Semantic web browser extension BlueOrganizer relaunched tonight with more of the most popular services on the web smartly integrated into an easier to use interface.

The company says its extension is intended to let users browse the web with context and that its semantic technology cuts steps out of search. The basic idea behind AdaptiveBlue’s BlueOrganizer is that it can tell what the web pages you’re looking at are about and it offers you useful links based on the particular subject matter.

It’s been downloaded more than a million times, several times by me personally – yet I don’t find myself using it regularly yet. This new release might change that.

If you’re on a page about music, movies, maps, recipes, wine or any of 24 other topics – then clicking the BlueOrganizer button will bring up a menu of options from topical search options like Yelp on Restaurant pages or LibraryThing on book pages. Tonight I was reading Perez Hilton about Gary Coleman’s recent wedding and in just two quick clicks I was watching Diff’rentStrokes on YouTube. It was a miracle, albeit a small and strange one.

After some testing of the new version I can say that it’s something I’d like to use regularly even if today it’s outside of my typical workflow today.

What’s New

Highlights of the new release include:

  • Text level semantic analysis, highlight a section of a page in addition to viewing options based on the whole page.
  • A collapsed menu tree.

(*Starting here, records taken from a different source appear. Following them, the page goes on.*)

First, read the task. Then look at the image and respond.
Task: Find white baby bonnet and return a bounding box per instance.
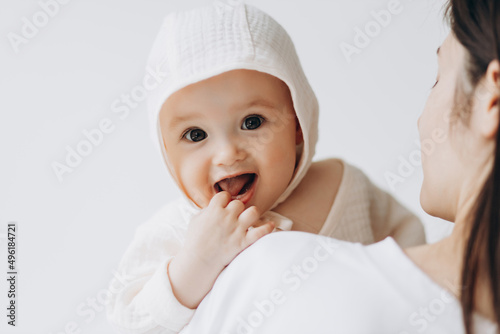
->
[147,0,319,209]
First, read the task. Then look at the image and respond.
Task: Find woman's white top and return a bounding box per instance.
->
[181,231,497,334]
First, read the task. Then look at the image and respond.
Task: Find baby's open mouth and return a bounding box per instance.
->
[214,173,257,198]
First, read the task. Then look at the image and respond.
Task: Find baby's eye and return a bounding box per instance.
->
[182,129,207,142]
[241,115,264,130]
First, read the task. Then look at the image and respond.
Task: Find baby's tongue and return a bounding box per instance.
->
[219,174,252,196]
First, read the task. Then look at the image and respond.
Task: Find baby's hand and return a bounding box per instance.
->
[183,191,274,269]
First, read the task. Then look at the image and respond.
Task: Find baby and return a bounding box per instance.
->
[107,1,425,333]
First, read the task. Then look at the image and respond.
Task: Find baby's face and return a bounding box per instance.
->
[160,70,302,212]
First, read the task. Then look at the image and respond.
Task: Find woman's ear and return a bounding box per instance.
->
[476,59,500,139]
[295,116,304,145]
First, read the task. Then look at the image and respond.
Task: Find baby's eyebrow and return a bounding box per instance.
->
[241,98,277,109]
[169,113,200,128]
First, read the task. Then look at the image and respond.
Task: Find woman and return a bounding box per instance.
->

If you’ve seen BlueOrganizer before, it’s a lot easier to use now.
  • Integration of Twitter, Tumblr, TinyURL, Google Custom Search Engines and Lijit, among other popular new services.
  • Context sensitive icons in the toolbar, when you’re on a video page you’ll see a big icon with a video camera, a book on book pages, signaling a different set of search options.
  • Personalized search options based on your browser history and personal selections.
  • Microformats support, reading microformats at least.

You can see more on the very nicely designed features page. I wish every startup that contacted us put together announcement resources of this quality.


For all the semantic coolness of BlueOrganizer and the potential it has to be really useful, I have not found myself using the several impressive versions of this tool that I’ve seen. It excites me when I look at it the first time, but I don’t find myself coming back to it. Perhaps this time will be different since this new version is simpler and offers more options that I would like to use.

We write about the semantic web a lot here at ReadWriteWeb – and for the sake of disclosure, in case you didn’t know, many of those fantastic posts are written by Alex Iskold, founder of AdaptiveBlue. If you’d like to plug in to the larger discussion about the semantic web, check out our Toolkit for key issues in 2008.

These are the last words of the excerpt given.